Like so many working parents, Kameniar too had those deflating moments dropping a crying child off at childcare – or crying herself at the thought of leaving her baby in the early days. And some days the realities, and risks, of being a police officer meant she hugged her girls extra tight at bedtime. “I was involved in a quite horrendous incident … I didn’t want my children to be concerned about mum going to work,” she says, adding she would have transferred from the frontline if her children had “been scared about mummy going into work”.
“Incidents can happen and it really brings home that you are a mum or a parent first and foremost,” she says.
While Kameniar, now 52, has had the support of a group of women whom she met in mother’s group more than two decades ago, she has also experienced judgment from other mums, or felt a reluctance from predecessors who struggled to smooth the way for the next generation.

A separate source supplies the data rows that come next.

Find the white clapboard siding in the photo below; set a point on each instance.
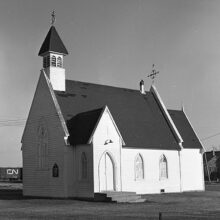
(192, 170)
(151, 183)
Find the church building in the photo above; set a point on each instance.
(82, 140)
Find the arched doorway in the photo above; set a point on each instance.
(106, 173)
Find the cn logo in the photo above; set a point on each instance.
(12, 171)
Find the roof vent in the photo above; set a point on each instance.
(142, 87)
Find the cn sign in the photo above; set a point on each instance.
(12, 171)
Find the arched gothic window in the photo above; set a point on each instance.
(83, 166)
(42, 145)
(48, 61)
(55, 171)
(53, 62)
(44, 62)
(59, 62)
(139, 167)
(163, 167)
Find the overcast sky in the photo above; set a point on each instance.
(113, 42)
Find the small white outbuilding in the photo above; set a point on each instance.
(82, 139)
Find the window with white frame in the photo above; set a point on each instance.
(59, 62)
(163, 167)
(42, 145)
(139, 167)
(84, 166)
(53, 61)
(48, 61)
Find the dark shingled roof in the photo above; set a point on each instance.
(190, 139)
(82, 126)
(53, 43)
(138, 117)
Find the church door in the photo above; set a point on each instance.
(106, 173)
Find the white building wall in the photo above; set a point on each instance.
(105, 131)
(192, 170)
(151, 182)
(57, 77)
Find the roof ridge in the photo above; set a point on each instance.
(114, 87)
(90, 111)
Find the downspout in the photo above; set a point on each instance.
(120, 142)
(180, 167)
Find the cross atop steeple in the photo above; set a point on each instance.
(53, 18)
(153, 73)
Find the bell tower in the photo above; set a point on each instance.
(53, 52)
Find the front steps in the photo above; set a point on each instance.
(114, 196)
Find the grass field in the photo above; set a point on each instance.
(192, 205)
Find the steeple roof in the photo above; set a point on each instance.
(53, 43)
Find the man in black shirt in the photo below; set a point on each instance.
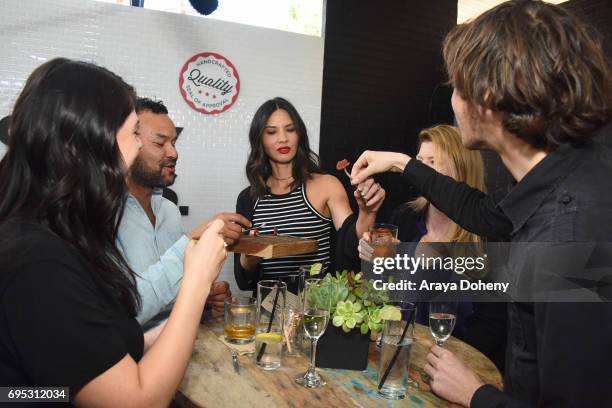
(532, 84)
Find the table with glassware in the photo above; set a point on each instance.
(212, 381)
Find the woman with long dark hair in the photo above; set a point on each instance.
(68, 297)
(290, 193)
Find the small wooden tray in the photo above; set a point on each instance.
(274, 246)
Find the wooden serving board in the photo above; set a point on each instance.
(274, 246)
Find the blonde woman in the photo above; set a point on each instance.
(440, 148)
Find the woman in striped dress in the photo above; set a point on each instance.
(290, 193)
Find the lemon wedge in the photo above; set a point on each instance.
(269, 337)
(391, 313)
(240, 310)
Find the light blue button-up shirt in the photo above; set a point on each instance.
(155, 253)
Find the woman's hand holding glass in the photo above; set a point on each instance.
(450, 378)
(365, 248)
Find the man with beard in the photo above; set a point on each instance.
(150, 234)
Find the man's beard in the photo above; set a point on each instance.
(147, 177)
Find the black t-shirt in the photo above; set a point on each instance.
(60, 324)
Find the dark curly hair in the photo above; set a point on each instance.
(539, 66)
(63, 167)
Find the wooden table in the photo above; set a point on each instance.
(210, 380)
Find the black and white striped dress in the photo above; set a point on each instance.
(292, 214)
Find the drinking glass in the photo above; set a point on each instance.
(240, 314)
(271, 296)
(442, 318)
(394, 355)
(383, 240)
(315, 316)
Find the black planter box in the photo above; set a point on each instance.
(337, 349)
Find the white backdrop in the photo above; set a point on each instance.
(148, 48)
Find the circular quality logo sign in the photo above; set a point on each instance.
(209, 83)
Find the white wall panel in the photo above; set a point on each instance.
(148, 48)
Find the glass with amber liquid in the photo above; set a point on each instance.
(240, 319)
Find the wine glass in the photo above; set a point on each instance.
(442, 318)
(315, 316)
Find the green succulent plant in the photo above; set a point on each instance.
(355, 303)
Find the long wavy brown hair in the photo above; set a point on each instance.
(258, 169)
(538, 65)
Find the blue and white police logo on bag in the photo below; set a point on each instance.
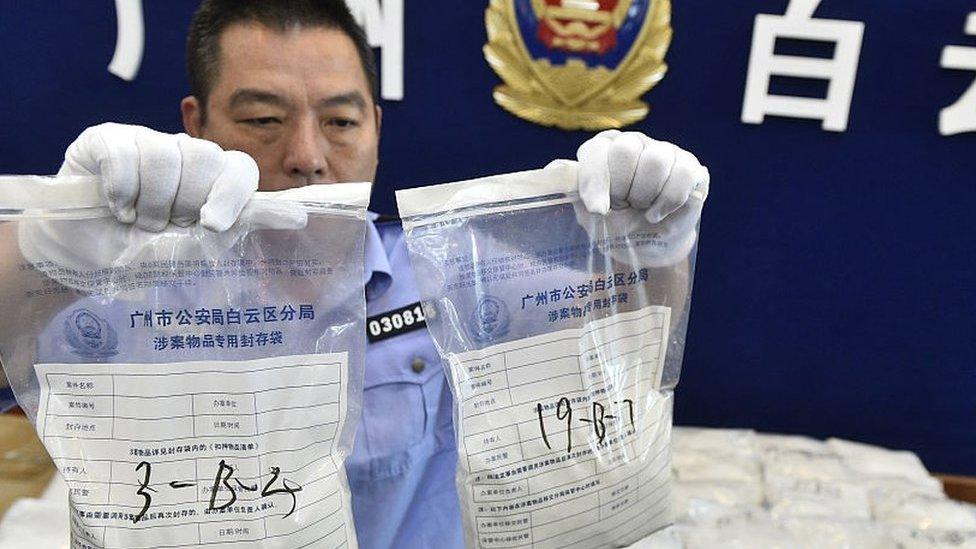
(577, 64)
(491, 319)
(90, 336)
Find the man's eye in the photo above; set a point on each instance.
(343, 123)
(261, 122)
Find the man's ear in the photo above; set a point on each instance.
(192, 116)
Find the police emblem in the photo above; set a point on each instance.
(577, 64)
(490, 320)
(90, 336)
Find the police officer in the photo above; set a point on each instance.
(284, 94)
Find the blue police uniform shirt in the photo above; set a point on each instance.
(401, 471)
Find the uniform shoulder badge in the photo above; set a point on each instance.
(577, 64)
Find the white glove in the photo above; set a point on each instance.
(640, 184)
(152, 179)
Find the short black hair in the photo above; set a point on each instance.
(213, 17)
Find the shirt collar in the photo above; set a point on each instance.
(377, 275)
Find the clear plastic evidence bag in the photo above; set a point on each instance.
(562, 334)
(193, 388)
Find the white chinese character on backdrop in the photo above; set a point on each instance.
(960, 117)
(383, 25)
(130, 39)
(384, 29)
(840, 71)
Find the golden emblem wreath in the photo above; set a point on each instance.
(574, 96)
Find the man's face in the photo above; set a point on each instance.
(297, 101)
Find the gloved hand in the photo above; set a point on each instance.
(152, 179)
(640, 184)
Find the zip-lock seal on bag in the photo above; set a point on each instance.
(562, 333)
(193, 388)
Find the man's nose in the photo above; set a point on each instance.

She has now made a point of sharing what she’s learned with other young women in the police force.
“It’s about looking for role models and not being afraid to ask other women how they’ve gone about what they’ve done or what they’ve achieved,” she says.
PLAYING THE LONG GAME
So for those of us in the trenches now, changing nappies and getting up to toddlers in the night, packing school lunches and bolting from the office at 4.59pm, what have we learnt from this?
Well, it feels hard because it is hard, so give yourself a break and ditch the guilt.
We made the choice to be working mums for a reason, but those reasons vary wildly between families, industries, income brackets and neighbourhoods. The reality is there will always be competing priorities and we might not ever feel like we achieve “balance”.
So it’s about mindset – deciding what our priorities are and learning to say no. At the end of the day, Kameniar reflects the wisdom earnt by all of the mothers who spoke to SAWeekend when she encourages us to be patient.
“You’ll go through different periods in your life, and your career,” she says. “It’s a matter of timing and not necessarily wanting everything straight away. It’s a long game.”